Lo que describe el empresario a lo largo de la entrevista publicada por Infobae es, en realidad, un ciclo de destrucción de valor que opera en etapas. Primero, la distorsión regulatoria de la gestión anterior —con el sistema de Precios Cuidados como condición para importar— generó rigideces que limitaron la competitividad. Luego, la devaluación de finales de 2023 licuó el crédito fiscal acumulado. Después, las restricciones cambiarias bloquearon el pago a proveedores externos, erosionando relaciones comerciales que llevaron años construir. Finalmente, la apertura importadora de 2025, aplicada en un contexto donde la informalidad ya era masiva, terminó de inclinar la cancha en contra de quien producía dentro del sistema.

Cada uno de esos impactos, tomado de manera aislada, podría ser absorbido por una empresa sólida. La combinación de todos en un período relativamente corto produce un daño acumulativo que ningún balance puede sostener indefinidamente.

El caso del ventilador de techo retráctil que Choi desarrolló hace una década es, en ese sentido, casi un manual de economía aplicada: una empresa invierte en I+D, registra un modelo, construye exclusividad durante nueve años y captura el valor de esa innovación. De repente, más de 200 competidores importan el mismo producto a un tercio del costo, eludiendo las normas técnicas que hacen viable esa diferencia de precio. La empresa baja sus costos todo lo que puede. No alcanza. El mercado premia la evasión, no la innovación.

El Estado ausente y el Estado confuso

Uno de los elementos más inquietantes del relato de Choi es la descripción del Estado como actor dual: por un lado exige, por el otro no protege. La carga impositiva sobre la producción formal es elevada —señala la doble imposición del IVA como factor estructural de la subfacturación—, mientras que la capacidad de enforcement sobre quienes evaden esas mismas cargas es mínima. Las denuncias ante organismos oficiales existen, pero el sistema es tan lento que las sanciones llegan cuando el daño ya está consumado.
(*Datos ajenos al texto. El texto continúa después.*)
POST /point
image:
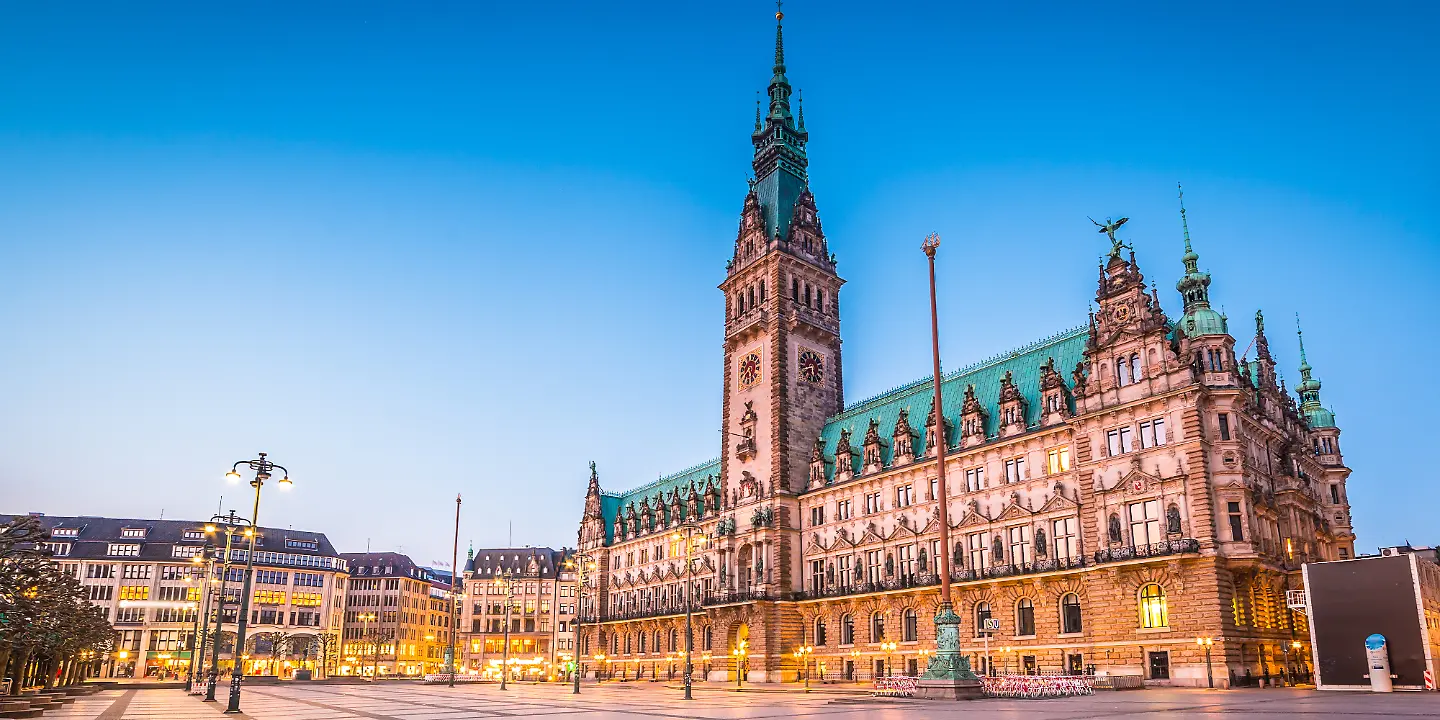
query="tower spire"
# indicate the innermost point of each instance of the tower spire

Esta combinación —alta presión sobre los formales, baja sanción sobre los informales— genera el peor escenario posible desde el punto de vista de los incentivos: convierte la formalidad en castigo y la evasión en estrategia racional de supervivencia. No es un problema ideológico ni de gestión puntual: es un problema de diseño institucional que trasciende gobiernos.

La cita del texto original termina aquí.